Мне приходится приглядеться повнимательнее, чтобы понять, что он имеет в виду, но потом я понимаю, что он прав. Одно из них больше пепельно-черное, а другое чернильно-черное, хотя во всем остальном они выглядят практически одинаково.
Вик морщится, глядя на платья, словно отсутствие контроля качества со стороны компании по производству одежды оскорбило его лично, и возвращает их обратно на вешалки.
Это напоминает мне момент, когда он одевал меня для клуба. У него потрясающее чувство стиля, и все, что он подобрал для меня, идет мне так, как я и не ожидала. Не похоже, что он из тех, кого волнуют такие вещи, как мода, но, думаю, в каком-то смысле это имеет смысл. Его дотошный характер и внимание к деталям дают ему отличный глазомер.
Примерив несколько платьев, которые он выбрал, я в четвертый раз выхожу из примерочной… и когда Вик поднимает взгляд, у него вытягивается лицо. Он замирает, не сводя с меня пристального взгляда, словно ничто не может заставить его смотреть в другую сторону, и все мое тело от кончиков пальцев до линии роста волос, заливает румянец. Однако я улыбаюсь.
– Думаю, это оно, – говорю я ему.
– Да, – кивает он, с трудом сглатывая.
Это платье даже нельзя назвать особенно сексуальным – для похорон такое точно подойдет, – но мне нравится, что то, как оно сидит на мне, вызвало у него такую реакцию.
Я проскальзываю обратно в примерочную, чтобы снова переодеться в свою одежду, а после мы относим платье на кассу. Еще одна часть подготовки к похоронам сделана.
Неделя пролетает быстро в перерывах между занятиями и улаживанием последних деталей организации похорон, и не успеваю я оглянуться, как смотрю на календарь и понимаю, что похороны Мисти завтра.
Ребята приходят вечером. Их костюмы для похорон уложены в чехлы, перекинутые через плечо. Они гуськом входят в мою квартиру.
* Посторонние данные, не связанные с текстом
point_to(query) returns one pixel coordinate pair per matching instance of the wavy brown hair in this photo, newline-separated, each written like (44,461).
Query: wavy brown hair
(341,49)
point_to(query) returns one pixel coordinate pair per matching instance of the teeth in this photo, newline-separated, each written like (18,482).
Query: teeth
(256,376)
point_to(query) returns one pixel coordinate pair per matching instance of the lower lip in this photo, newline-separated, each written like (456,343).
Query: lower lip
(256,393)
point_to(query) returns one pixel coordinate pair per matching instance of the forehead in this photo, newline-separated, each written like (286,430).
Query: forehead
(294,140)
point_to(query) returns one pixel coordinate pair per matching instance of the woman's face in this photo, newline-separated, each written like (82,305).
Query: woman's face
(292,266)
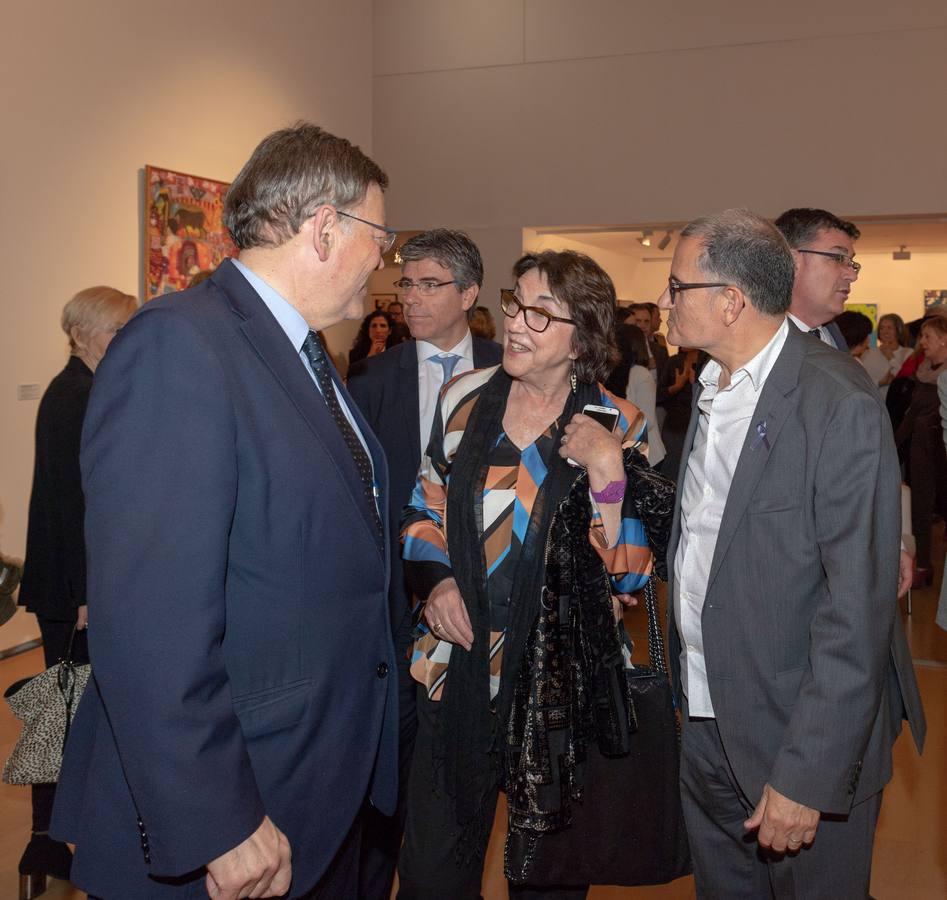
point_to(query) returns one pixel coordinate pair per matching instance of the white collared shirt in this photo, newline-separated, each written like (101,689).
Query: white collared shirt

– Тебе не стоит оставаться сегодня одной, – говорит мне Вик, одаривая меня одним из тех взглядов, которые выражают гораздо больше, чем он, вероятно, может произнести вслух.
Моя кровать на самом деле маловата для нас четверых, но она больше, чем у Рэнсома, так что у нас получилось на ней разместиться. После того, как парни заставили меня кончить аж три раза – Мэлис и Рэнсом держали меня с двух сторон, а Виктор слегка касался пальцами моих волос, – они устраиваются вокруг меня. Я засыпаю гораздо легче, чем ожидала, свернувшись калачиком в тепле их тел.
На следующий день мы, не торопясь, собираемся, а затем садимся в машину Виктора. Я благодарна ему за то, что он ведет машину, и мне не приходится делать этого самой. Я молчу по дороге на кладбище.
– Ты нормально держишься? – спрашивает Рэнсом. Он сидит рядом со мной на заднем сиденье и наклоняется, задевая меня плечом.
Я пытаюсь выдавить из себя улыбку, прежде чем вспоминаю, что не обязана этого делать. Мне не нужно притворяться, будто все в порядке, когда я с ними.
– Я не знаю, – честно отвечаю я. – Это просто… странно, наверное. Хоронить единственную настоящую семью, которая была у меня в детстве.
– Да, понимаю, – говорит он. – Но, с другой стороны, Мисти была не единственной твоей семьей. У тебя есть мы трое и твоя бабушка. Ты не одинока, красавица.
Я кладу руку ему на ногу и легонько сжимаю.
– Знаю.
День пасмурный, облака густо плавают в небе. Это кажется уместным. Мы добираемся до кладбища и идем к месту, где установлен гроб.
Здесь царит спокойная атмосфера, расставлены цветы и фотография Мисти на крышке ее закрытого гроба. Я знаю, она никогда бы не захотела, чтобы люди смотрели на нее после смерти. К тому же в беспорядке ее шкафа было довольно сложно найти что-то подходящее для похорон. Фото тоже нашлось не сразу. Она редко позировала для каких-то портретов, а на тех снимках, которые мне удалось отыскать, она выглядела неподобающе, с вызывающим макияжем.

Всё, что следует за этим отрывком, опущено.